Gert Wolfram’s World Famous Carny wasn’t the kind of operation that could make a roustie rich. Nobody in Deathlands was getting rich, except mebbe the barons. And the Magus. But the carny folk sure weren’t starving, and that set them apart from most other denizens of the hellscape. They had two square meals a day, a shelter over their heads and some regular excitement. Each chiller got a share of the profit, the share determined by the carny master. This was taken out in stolen property, allowing the rousties to occasionally upgrade their blasters and stabbers, and to maintain their jolt and joy-juice habits.

The chillers’ other options for gainful employment, given their skill base, were slim. They could work for a baron as part of a sec force, or work as solo robbers, ambushing and picking off the weakest individuals, or join a band of coldhearts that could occasionally tackle and overpower a small wag convoy, or attack a remote single-family cabin.

Furlong had tried the sec man job for a while. It didn’t work out. He liked to use the stick too much, and he liked to steal whenever the opportunity arose. In short order he had made enemies of the very ville folk he was supposed to protect. Personally, he considered the itinerant-robber lifestyle too dangerous, even in a band of coldhearts. Robber packs were usually only a half-dozen strong. When it came to chilling for a living, there was safety in numbers. Big numbers. In organization. In the kind of deception and cover the carny provided.

When the first crackle of blasterfire erupted from inside the carny tent, Furlong didn’t think anything of it. A few times before in other targeted villes, right after the gas had been released, when the folks in the front rows started foaming at the mouth, going into convulsions and dropping dead, some of the suckers at the rear had guessed what was going on. They had held their breaths and charged the exit with drawn blasters. What with the poison circulating inside the tent and the armed rousties in gas masks, the shooting had never lasted more than a minute.
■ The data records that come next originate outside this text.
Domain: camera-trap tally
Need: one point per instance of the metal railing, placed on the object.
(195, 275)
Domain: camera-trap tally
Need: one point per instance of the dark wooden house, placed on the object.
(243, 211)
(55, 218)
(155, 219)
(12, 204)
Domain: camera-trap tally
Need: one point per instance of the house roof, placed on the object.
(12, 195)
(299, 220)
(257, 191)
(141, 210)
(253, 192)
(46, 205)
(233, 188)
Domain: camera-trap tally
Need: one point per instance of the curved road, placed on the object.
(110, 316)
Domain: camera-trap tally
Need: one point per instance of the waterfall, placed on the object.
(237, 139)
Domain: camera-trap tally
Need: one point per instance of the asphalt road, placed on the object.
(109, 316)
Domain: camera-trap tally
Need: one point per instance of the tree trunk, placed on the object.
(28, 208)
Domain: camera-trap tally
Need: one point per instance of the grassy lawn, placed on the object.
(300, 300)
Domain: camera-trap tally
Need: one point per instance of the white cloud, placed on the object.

This time the blasterfire didn’t stop.

It dwindled momentarily, then resumed in a frenzy of back-and-forth reports.

“Nukin’ hell!” Furlong snarled, even as his stomach sank to somewhere around his boot tops.
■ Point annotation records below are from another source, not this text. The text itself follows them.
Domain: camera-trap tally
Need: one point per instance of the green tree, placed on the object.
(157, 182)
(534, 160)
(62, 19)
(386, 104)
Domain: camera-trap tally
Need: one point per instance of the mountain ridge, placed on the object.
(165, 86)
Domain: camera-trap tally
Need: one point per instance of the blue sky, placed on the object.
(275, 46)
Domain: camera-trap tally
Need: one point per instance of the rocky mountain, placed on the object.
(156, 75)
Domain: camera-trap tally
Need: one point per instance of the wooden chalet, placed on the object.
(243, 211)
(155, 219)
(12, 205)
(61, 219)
Something had gone wrong with the plan.

A few heartbeats later, bullets started slamming into the side of his wag that faced the tent. They passed completely through the Winnebago’s cargo compartment, thundering on the metal walls above the armor plate, punching ragged holes in the thin sheet steel. A looter caught standing at the rear of the box was hit by many slugs at once. The top of his skull exploded spectacularly as he was hurled backward, into and over the edge of a bin. His upper body was hidden, but his legs, which stuck up in the air, kicked reflexively as they absorbed more impacts from the hail of lead. The bastard couldn’t feel the slugs plowing into and ripping chunks out of his calves. What was left of his brains dripped down the side wall in a pink smear. The two other rousties working in the back managed to dive to the deck and the safety of the low wall of tempered-steel plate, covering their heads with their hands.

Furlong immediately dropped the louvered steel shades that protected the front and side windows of the RV’s driver compartment. Through the slats, amid the flurry of dust puffs kicked up by the waves of bullet strikes, Furlong watched his looting crew fall dead in their tracks, cut down by withering blasterfire from the rows of plant beds.

The head roustabout jammed the front half of his Llama 9 mm semiblaster through the driver’s-side window shade’s gun port and fired back. The opening was so small that he couldn’t look down the blaster’s sights. There was just enough room for the action to cycle. To aim the weapon, he had to peer through louver slit eight inches above the firing hole.

Because Furlong had put in a lot of practice shooting through the port, it only took him two bracketing rounds to find the range to the nearest occupied plant bed. The dirt farmer shooters crouching there had found him, too. Their bullets spanged harmlessly off the outside of the armored window shade. Grinning, Furlong pumped slug after full-metal-jacketed slug into the stand of nearly ripe corn, aiming at the muzzle-flashes that winked at him from between the densely packed stalks.